Anyway, the film's resonances and themes are stunning, and would be worth it even if the rest of the film wasn't every bit as good. Kubo takes the humble old form of the quest to gather items, making no attempt to sex up that ancient genre with subversion or irony: it's just a little boy, a humorless talking snow monkey (Charlize Theron), and a dimwitted samurai-turned-giant-beetle (Matthew McConaughey) on one hand, the ghostly Sisters (both voiced by Rooney Mara), Kubo's otherworldly aunts, dressed all in black with empty-eyed smiling masks underneath broad-brimmed black straw hats, on the other. There are elaborate monsters in between Kubo and the three items he needs to stop the Moon King, some drawn from Japanese mythology, some not; there are also mysterious, beautifully-designed caves and lakes and ruined castles. I did not make the Zelda comparison idly; this is as close to a film version of that game as I think we're apt to get, and certainly the best, capturing the odd video game narrative logic of moving from place to place more as a matter of intuition than narrative logic, and finding those places to be amazing sites to explore and discover. The film glides through its episodes with stately rhythm, with Knight moving the story just slow enough that we can really suck in all the beautiful locations Laika's incredible team of designers have made for us, while also keeping in mind how much of the film is a race against the implacable, genuinely horrifying Sisters.

Technically, this is the best thing yet made by Laika, continuing the studio's increasingly sophisticated, invisible, and unnameable hybridisation of computer animation with cutting-edge stop-motion animation techniques to create extrarodinary visions: the giant skeleton fight justifies the movie all by itself, and it's far from the only great accomplishment of staging and framing animated action. I believe I noticed that the facial animation has been made a little less fluid than in The Boxtrolls, perhaps because Knight wants us to really notice and appreciate the sublime physicality of Laika's craftsmanship.
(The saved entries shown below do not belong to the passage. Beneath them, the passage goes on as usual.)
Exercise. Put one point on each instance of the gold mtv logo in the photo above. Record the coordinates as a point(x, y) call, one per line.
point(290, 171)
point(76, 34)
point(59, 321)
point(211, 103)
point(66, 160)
It works, anyway; like the placeless story ("Japan", but not specifically), and the indefinite narrative flow, it creates a sense that this is all unreal in some important way, belonging to the world of fable and myth rather than concrete reality.

It's not quite perfect; the script makes too many concessions to the 2016 animated marketplace in America, with jokey, anachronistic lines that do nothing to help the film's delicate tone; "That's so you" says the beetle at one point (the beetle is the film's obvious weak point, through no fault of McConaughey's warmly idiotic performance; but I do wish his very recognisable voice was maybe not in this cast), and there's no earthly reason for a bland 2010ism like that to infect the fairy tale Japan of the movie. Still, that's a minor annoyance in the face of so much that works tremendously well: the complexity of the theme, the beauty of the settings, the gracefulness of the animation. Kubo is a legitimate work of art, not merely the best animated film of 2016 by a resounding margin, but very probably my favorite animated American studio feature of the decade so far.